Minimize some objection function J(theta).
Update parameters in opposite direction of the gradient of J.

Variants:

Batch gradient descent: the original, computes loss over whole training dataset at a time.
Stochastic gradient descent: one per example.
Mini-batch gradient descent.

Batch gradient descent:

Guaranteed to converge to the global minimum for convex.
Local minimum for non-convex.

Stochastic gradient descent:

It is stochastic = random.
SGD performs a parameter update for each training example.
Advantage: enables it to jump to a new and potentially better local minima.
Side effect: complicates convergence.

Mini-batch gradient descent:

Best of both worlds.
Reduces variance of parameter updates.
More stable convergence.
Algorithm of choice for NN training.
Can use some neat optimisations: GPU matrix factorisation.
Learning rate "schedules" reduce etha at preset times
Not all the features have the same variance.
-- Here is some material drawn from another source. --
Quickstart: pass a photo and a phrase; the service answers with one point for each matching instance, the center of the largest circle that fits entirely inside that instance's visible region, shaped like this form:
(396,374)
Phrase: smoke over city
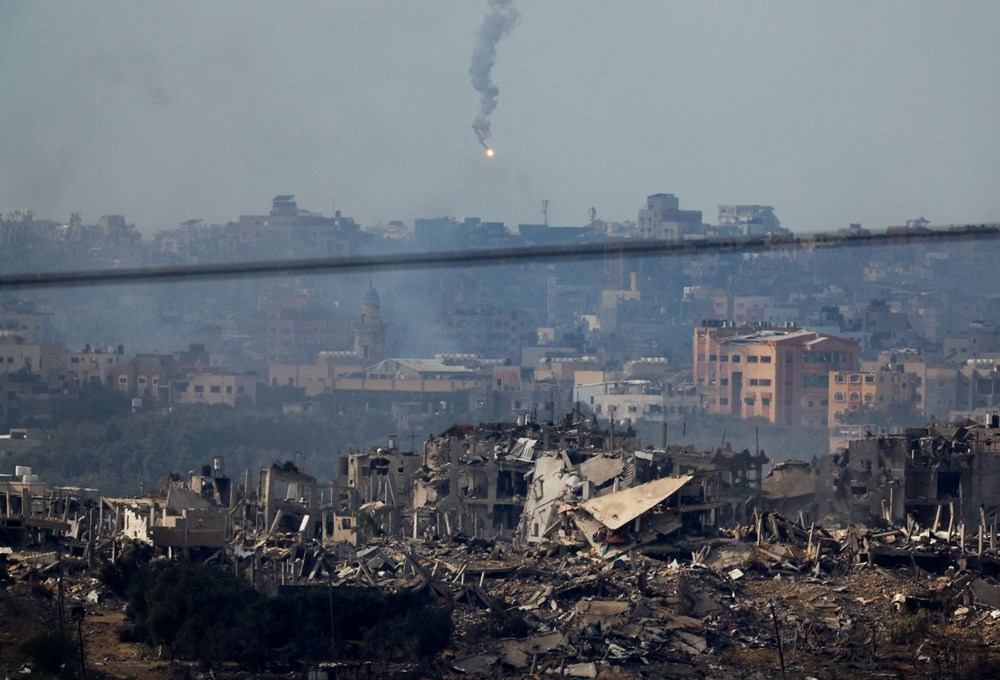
(498,23)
A universal learning rate doesn't make sense here.
Saddle points are challenging: many local minima.

Gradient descent optimization:

Momentum
Adagrad
Adadelta
RMSprop

Momentum optimisation:

Problems with "ravines" aka parts of space where one dimension varies way more than the other.
It is like adding air resistance.

Adam optimisation:

Adaptative Moment Estimation (Adam).